Но их поразила та отвага, с которой он заглянул в бездны и пропасти человеческой души. Он помог им понять, что знание человека о себе неполно без этой отваги, и они энергично устремились по стопам «безумного Эдгара» (как его прозвал Александр Блок), зайдя, надо признать, довольно далеко. Это особенно относится к таким авторам, как Шарль Бодлер, Билье де Лиль-Адан, Барбе Д'Оревильи, Жорж Гюисманс, Франц Кафка, Густав Майринк, Ганс Гейнц Эверс. Воздействию Эдгара По, веерообразно (если так можно выразиться) расходившемуся с тех пор, подверглись за полтора века сотни авторов, хотя по мере возрастания временной дистанции это воздействие становилось все более опосредованным и все менее доказуемым.

Не менее, если не более, мощным оказалось литературное влияние тех образцов аналитической мысли Эдгара По, какие мы видим в таких его рассказах, как «Убийство на улице Морг», «Тайна Мари Роже», «Похищенное письмо». Историю детективной литературы вообще можно отсчитывать от дня публикации первого из этих рассказов в скромном филадельфийском журнале в апреле 1841 года. Правда, постоянно звучат возражения, что детективный жанр родился много раньше.

На этом стоит задержаться. Роман-тайна прекрасно существовал сам по себе, дав такие образцы, как «Удольфские тайны» (1794) Анны Радклиф (в нем, кстати, разрабатывается очень важная в дальнейшем для детективного жанра проблема «закрытого помещения»). «Судебно-криминальный» жанр украсил своим именем, среди прочих, Бальзак («Мэтр Корнелиус», 1831; «Неясное дело», 1841). Повесть, описывающая полицейское расследование, притом вышедшая в свет еще в 1820-х, обнаружилась даже в норвежской литературе.
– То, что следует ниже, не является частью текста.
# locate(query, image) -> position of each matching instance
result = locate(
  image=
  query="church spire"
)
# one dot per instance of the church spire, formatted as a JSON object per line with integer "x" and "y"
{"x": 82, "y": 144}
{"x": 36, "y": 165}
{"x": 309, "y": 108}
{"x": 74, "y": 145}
Нередко можно прочесть, что лишь традиция мешает причислить к детективам некоторые произведения таких английских писателей, как Уильям Годвин и Булвер Литтон. Проявляя научную честность, следовало бы рассмотреть и «заявки» немецкоязычных авторов — например, австрийца Адольфа Мюльнера, автора повести «Калибр» (1827). Можно объявить матерью детектива вестфальскую поэтессу Аннетту фон Дросте Хюльсхофф (ее прелестное лицо украшало купюру в 20 марок, имевшую хождение в Германии до перехода этой страны на евро), которая, правда, опубликовала свой рассказ «Иудейский бук» годом позже первой детективной новеллы По, но написала много раньше. Или вести отсчет от маленького шедевра Э. Т. А. Гофмана «Мадемаузель де Скюдери» (1819), включенного в наш сборник.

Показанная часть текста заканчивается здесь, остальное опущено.